NeurIPS 2020

Deep Subspace Clustering with Data Augmentation

Review 1

Summary and Contributions: This paper introduces a framework for data augmentation in subspace clustering. The two main contributions of this work are (1) the design of a scheme to determine a data augmentation policy in an unsupervised way and (2) a temporal ensembling approach to maintain the consistency between subspace assignments across iterations. Experiments on 4 standard subspace clustering datasets demonstrate the effectiveness of the approach and its two components. I am happy with the rebuttal provided by the authors, who addressed the main points I raised, and I am positively updating the score.

Strengths: - Experiments are extensive and convincingly demonstrate the effectiveness of the approach compared to prior works. In addition to the comparison against state-of-the-art baselines, the ablation study and the comparison to common augmentation policies further support the claims of the paper and nicely complete the set of experiments. - The data augmentation scheme is flexible and thus any deep subspace clustering model could benefit from it. The experiments also confirm this by showing that improvements are obtained by applying the approach to both DSC and MLRDSC. - The paper reads very well and is clear for the most part.

Weaknesses: - The main weakness of the paper is the fact that efficiency is not discussed. Although several efforts were made to limit the size of the search space (reduced to 16^2=256 in the experiments), it is still unclear how costly it is to train the child network with each of these 256 policies. Covering the question of runtime (in particular for the policy search phase) is needed to assess the practicality of the approach. - I did not see any mention of the fact that the source code would be publicly released, should the paper be accepted. Yet, although such open-sourcing effort would be appreciated, this is not too detrimental to the work as the data augmentation scheme seems simple enough to be easily re-implemented.

Correctness: The claims are verified through extensive and convincing experiments. The methodology used in the experiments is also sound. However, the authors mention that EMA decay is to 0.999 through cross-validation. Given that no labeled data are available in the clustering task, more details on how this cross-validation was carried on would be appreciated. Additionally, I did not find any mention of the number of runs performed for each approach/dataset pair. Was only one run performed or do the results report the average over several runs? In the former case, how can one make sure that the results are not due to the randomness underlying the training process?

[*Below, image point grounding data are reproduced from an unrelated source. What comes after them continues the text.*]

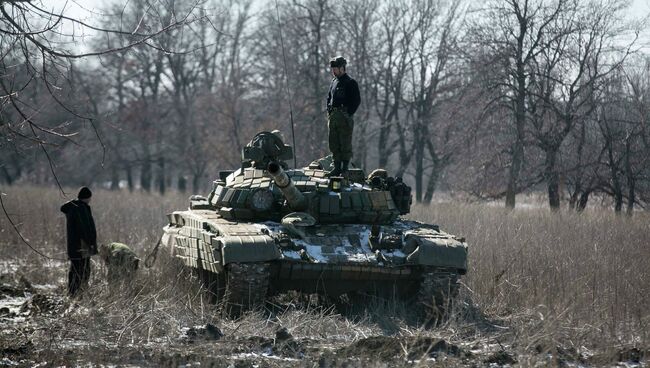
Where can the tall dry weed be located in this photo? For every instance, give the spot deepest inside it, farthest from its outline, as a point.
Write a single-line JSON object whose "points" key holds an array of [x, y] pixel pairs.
{"points": [[539, 279], [557, 276]]}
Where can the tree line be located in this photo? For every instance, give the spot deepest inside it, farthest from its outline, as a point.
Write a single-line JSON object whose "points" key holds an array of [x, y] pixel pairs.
{"points": [[481, 101]]}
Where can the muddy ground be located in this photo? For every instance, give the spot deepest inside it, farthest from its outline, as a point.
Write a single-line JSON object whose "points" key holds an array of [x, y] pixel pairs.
{"points": [[41, 327]]}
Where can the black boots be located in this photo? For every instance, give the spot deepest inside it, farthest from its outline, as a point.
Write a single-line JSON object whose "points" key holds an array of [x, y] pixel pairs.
{"points": [[340, 168]]}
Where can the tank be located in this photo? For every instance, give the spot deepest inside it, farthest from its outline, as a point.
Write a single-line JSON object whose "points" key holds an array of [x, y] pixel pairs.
{"points": [[266, 229]]}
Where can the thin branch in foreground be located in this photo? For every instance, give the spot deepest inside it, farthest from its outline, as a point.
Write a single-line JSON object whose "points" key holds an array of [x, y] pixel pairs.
{"points": [[15, 227]]}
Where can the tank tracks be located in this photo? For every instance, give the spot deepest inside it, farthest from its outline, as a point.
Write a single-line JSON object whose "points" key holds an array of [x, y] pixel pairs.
{"points": [[246, 286], [435, 296]]}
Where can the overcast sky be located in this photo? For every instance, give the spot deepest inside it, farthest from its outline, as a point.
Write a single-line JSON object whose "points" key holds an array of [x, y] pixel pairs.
{"points": [[90, 11]]}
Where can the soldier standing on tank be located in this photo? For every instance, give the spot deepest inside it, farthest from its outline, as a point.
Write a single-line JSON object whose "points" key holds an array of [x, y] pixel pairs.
{"points": [[343, 100], [82, 240]]}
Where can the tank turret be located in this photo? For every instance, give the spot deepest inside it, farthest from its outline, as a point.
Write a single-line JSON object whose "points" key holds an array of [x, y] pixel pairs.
{"points": [[266, 228], [296, 200]]}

Clarity: The paper is well-written and clear for the most part. There are nonetheless some points I would like to see clarified: - Based on the explanation in Lines 113-117, I did not fully understand whether the model is trained with minibatches or with the whole dataset as batch. - Is there any intuition or rationale explaining why the consistency loss is not combined in the same loss as the subspace-expressiveness, subspace-preserving and reconstruction terms? In other words, why not combine Step 1 and Step 2 in Equation 8? - Are augmentation policies with strictly less than l_max sub-policies considered as candidates in the search algorithm? - In Equation 9, is Q^T the same as \hat{Q}^T? - Section 5.1 mentions that the two best policies found by the policy search algorithm are selected. However it is not fully clear how the two policies are used when the model is trained. Is a uniform sampling performed to choose between either of the two policies to augment the samples?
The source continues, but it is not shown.